At the time, Whitaker criticized the rejection of the FoIA request and told the National Public Safety Telecommunications Council in an email that there was a need for more transparency by FirstNet “and precisely what privacy, reliability and accountability compromises we are being asked to make through this highly unusual, cleverly lobbied and marketed yet opaque multi-billion dollar, 25 year procurement process.”

Whitaker also laid out his assessment of the consultants’ “flawed basis” for Gov. Scott’s opt-in decision, in a scathing opinion piece published on Vermont Biz.

Governors have a little more than two weeks left before the Dec. 28th deadline for opt in/opt-out decisions. Opting in does not obligate a state’s first responders to become AT&T customers; but opting out does place some obligations on the state as the operator of its own FirstNet-compatible Radio Access Network, including paying significant penalties if a state’s opt-out build fails and FirstNet has to take over and reconstitute the network.
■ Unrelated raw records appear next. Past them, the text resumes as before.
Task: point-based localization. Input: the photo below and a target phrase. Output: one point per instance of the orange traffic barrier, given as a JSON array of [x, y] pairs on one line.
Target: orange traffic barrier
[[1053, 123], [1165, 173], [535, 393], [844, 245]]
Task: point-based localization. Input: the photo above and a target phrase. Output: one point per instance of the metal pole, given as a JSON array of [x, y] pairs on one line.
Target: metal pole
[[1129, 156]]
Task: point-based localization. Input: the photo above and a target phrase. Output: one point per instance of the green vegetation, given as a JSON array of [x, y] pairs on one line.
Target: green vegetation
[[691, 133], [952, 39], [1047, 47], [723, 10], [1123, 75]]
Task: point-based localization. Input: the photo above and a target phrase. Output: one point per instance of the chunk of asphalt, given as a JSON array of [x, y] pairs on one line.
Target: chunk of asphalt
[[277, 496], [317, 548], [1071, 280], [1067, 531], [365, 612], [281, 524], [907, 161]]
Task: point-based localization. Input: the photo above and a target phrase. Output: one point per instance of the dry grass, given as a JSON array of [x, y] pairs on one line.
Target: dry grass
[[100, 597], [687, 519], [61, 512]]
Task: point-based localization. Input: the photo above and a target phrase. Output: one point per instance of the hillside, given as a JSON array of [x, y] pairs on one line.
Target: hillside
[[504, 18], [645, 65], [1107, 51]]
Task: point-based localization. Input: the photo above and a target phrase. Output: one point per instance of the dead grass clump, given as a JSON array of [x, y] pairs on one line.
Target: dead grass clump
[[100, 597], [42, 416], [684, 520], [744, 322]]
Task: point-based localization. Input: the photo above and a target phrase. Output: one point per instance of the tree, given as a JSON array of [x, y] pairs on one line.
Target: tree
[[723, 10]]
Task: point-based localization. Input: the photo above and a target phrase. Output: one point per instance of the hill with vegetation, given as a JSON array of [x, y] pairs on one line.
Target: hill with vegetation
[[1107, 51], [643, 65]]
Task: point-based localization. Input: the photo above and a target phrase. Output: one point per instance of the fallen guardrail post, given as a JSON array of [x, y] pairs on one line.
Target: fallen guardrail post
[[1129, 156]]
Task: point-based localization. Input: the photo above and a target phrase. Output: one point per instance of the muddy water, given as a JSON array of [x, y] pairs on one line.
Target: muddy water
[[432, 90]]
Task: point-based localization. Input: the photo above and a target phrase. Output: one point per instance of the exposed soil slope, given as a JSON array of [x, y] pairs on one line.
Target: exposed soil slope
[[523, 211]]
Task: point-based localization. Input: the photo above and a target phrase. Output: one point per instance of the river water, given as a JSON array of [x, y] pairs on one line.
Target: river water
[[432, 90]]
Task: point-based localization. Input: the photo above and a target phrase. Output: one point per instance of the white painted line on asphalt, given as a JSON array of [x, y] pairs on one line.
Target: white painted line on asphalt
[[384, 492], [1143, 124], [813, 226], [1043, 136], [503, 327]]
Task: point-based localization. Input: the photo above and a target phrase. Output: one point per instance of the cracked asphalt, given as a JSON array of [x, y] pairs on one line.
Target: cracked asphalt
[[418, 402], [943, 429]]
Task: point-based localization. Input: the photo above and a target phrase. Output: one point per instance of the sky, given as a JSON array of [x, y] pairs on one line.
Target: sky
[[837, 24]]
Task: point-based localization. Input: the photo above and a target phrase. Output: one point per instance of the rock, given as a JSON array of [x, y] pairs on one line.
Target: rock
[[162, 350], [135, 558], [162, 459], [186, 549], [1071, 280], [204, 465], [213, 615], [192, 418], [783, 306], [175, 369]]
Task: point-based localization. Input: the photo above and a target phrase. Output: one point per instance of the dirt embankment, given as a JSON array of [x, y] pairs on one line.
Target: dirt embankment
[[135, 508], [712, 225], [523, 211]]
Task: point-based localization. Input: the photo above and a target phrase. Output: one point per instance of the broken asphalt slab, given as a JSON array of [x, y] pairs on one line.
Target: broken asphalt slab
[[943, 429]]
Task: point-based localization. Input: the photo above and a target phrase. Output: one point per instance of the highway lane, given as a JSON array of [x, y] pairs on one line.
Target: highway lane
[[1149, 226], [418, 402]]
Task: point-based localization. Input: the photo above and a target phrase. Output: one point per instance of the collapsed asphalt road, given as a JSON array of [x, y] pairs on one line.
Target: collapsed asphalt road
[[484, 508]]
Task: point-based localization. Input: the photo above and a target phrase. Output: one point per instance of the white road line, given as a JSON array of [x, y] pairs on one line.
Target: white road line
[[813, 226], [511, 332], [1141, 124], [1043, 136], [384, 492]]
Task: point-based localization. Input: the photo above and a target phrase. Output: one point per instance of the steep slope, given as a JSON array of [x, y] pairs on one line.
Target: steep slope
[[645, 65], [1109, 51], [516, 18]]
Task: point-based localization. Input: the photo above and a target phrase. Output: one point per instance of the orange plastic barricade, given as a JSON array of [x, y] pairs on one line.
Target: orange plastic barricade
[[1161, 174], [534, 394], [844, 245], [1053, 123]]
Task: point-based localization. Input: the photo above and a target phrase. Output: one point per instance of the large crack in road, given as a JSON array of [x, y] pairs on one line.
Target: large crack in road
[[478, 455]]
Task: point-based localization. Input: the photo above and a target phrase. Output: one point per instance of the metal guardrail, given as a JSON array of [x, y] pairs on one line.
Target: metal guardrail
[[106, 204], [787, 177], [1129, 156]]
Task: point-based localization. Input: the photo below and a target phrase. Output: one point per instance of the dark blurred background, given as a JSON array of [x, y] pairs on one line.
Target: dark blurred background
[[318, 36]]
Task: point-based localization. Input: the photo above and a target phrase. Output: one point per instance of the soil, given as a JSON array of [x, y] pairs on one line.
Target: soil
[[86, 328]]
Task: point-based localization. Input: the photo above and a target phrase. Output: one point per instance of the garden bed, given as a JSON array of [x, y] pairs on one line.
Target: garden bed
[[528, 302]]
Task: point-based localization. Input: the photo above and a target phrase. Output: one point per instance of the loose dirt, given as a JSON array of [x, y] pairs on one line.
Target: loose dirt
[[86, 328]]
In other FirstNet news, Missouri has become the most recent state to opt in to AT&T’s RAN build-out. That makes a total of 36 out of 56 states and territories which have opted in to FirstNet at this point, with decisions by large states such as California, Florida and New York still pending. New Hampshire has been the only state to opt out thus far, and has awarded the contract for its RAN to Rivada Networks, with U.S. Cellular as a carrier partner.